Conference a first, and a success, for Hudson Valley RBERN
When headlines boasted that Great Britain’s Princess Charlotte was already bilingual at the age of 2, the tone was one of amazement and praise for the precocious child’s linguistic prowess.
Dr. Nelson Flores wondered why other English language learners, particularly those from bilingual backgrounds, aren’t always received as positively. When the media reports on the number of English learners in schools, it is positioned as a challenge. But when it is a royal toddler, it’s an asset?
That double-standard is the focus of Dr. Flores’s study at the Graduate School of Education at the University of Pennsylvania.
His keynote at the Hudson Valley RBERN’s first conference on “Sustaining Multilingualism in the Hudson Valley," addressed the topic of "Translanguaging Away from Raciolinguistic Ideologies in Bilingual Education.” He drew applause from the capacity audience at the Crestview Conference Center on West Nyack.

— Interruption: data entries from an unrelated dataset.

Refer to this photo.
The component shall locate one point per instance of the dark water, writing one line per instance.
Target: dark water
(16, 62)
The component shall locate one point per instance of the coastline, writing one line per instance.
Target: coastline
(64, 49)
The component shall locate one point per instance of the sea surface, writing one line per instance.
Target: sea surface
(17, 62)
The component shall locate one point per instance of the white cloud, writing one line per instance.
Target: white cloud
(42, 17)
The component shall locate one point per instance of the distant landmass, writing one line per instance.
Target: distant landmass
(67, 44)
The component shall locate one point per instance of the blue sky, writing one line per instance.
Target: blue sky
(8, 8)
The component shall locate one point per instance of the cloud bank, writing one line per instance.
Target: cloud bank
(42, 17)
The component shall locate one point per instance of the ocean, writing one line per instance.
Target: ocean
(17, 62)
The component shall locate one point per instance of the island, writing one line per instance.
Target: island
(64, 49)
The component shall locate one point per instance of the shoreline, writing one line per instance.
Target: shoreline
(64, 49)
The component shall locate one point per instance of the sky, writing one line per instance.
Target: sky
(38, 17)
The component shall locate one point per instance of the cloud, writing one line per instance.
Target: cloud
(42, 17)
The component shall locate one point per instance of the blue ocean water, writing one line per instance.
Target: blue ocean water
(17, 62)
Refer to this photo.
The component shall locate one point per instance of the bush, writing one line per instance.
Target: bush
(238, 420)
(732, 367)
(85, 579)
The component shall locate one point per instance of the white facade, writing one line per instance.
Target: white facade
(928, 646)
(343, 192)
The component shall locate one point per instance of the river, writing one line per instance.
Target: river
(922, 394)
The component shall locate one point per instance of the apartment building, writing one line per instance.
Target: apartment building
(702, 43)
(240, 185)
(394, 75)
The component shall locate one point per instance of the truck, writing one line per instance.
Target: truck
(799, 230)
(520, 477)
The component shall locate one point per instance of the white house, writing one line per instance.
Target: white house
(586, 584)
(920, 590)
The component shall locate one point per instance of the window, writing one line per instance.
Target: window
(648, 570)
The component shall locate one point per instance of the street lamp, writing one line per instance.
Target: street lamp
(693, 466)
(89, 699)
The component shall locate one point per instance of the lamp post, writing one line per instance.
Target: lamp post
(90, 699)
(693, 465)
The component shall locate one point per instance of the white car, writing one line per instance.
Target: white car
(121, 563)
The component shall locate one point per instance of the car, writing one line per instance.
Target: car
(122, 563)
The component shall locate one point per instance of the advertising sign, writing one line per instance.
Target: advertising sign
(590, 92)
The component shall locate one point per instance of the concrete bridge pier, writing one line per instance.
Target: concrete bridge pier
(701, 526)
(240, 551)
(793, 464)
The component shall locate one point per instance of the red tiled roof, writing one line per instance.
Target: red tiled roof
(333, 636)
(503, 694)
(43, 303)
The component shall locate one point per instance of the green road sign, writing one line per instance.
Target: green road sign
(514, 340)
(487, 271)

Dr. Flores said he grew up bilingual but mainly English-speaking to parents of Ecuadorian and Puerto Rican backgrounds. In high school, he enrolled in Spanish classes only to be told by a teacher one day that students with backgrounds like his were lazy for not pursuing a language they did not already speak. That confused him because he considered himself a native English speaker and wanted to improve the Spanish he learned from his family.
What we see affects what we hear, Dr. Flores explained, using a range of impactful examples. That is true for educators who reach conclusions about their students’ language abilities that may not reflect their true strengths and abilities.
The conference is a first for the Hudson Valley RBERN (Regional Bilingual Education Resource Network). Based at the Southern Westchester BOCES Center for Professional Development in Harrison, the Hudson Valley RBERN serves a region that extends north and west as far as Cooperstown, covering 144 school districts. A satellite office is also maintained at SUNY New Paltz.
“This conference is an opportunity for us to bring high-level professional development to educators on the subject of bilingual education while also affording them networking opportunities and the chance to hear from leaders in their field of specialty,” stated Carlos Sanchez, Executive Director of the Hudson Valley RBERN.
Kathleen Lowell, Assistant Executive Director, added that planning for the conference began nearly a year ago. The title centers around sustainability, she said, emphasizing the importance of going beyond the status quo in bilingual education.
In true BOCES fashion, the conference offered a collaborative opportunity. Students from SWBOCES’ Center for Career Services were able to apply skills learned in the TV/Video and Audio Production programs by video-recording the keynote address and breakout sessions.
Sound Production Teacher Sean Harty and TV/Video Production Teacher Michael May oversaw their work, which included collaboration with the conference center's technical staff to ensure a flawless presentation.
Adam Pascual, a student from Woodlands High School, provided sound mixing for the keynote address.
“It’s definitely a good experience,” Adam said, “especially working with people that are in the field. I think learning that professionalism early on, especially as it allows you to do more with time management and working with other people, that will make you better when you get to college, I would think.”
Jordan Dawkins agreed. Jordan, also from Woodlands, was filming the breakout sessions. She expressed gratitude for the professional opportunity.
“BOCES does give you a lot of work experience, showing you what is going to be like in the real world,” she said.
Breakout session topics at the conference included:
- “From Academic Language to Language Architecture in Bilingual Classrooms,” by Dr. Flores;
- “Nurturing the Growth of a Dual Language Program,” by Dr. Matthew Evans, assistant superintendent, Mary Kate Stinehour, principal, and Veronica Serrano, teacher, from Fallsburg Schools;
- “Know Better, Do Better! Demystifying the Bilingual Evaluation Process,” by Dixelia Lopez of PNW BOCES; and
- “Transforming Viewers to Doers,” by Kaitlin Roney-Blaine, owner of the Art Center of Rochester.
An afternoon keynote titled “Deficits, Discourse, and Doing,” was presented by Mario Palma, vice president of Multilingual Teaching and Learning and David Burns, director of language acquisition, both of the American Reading Company.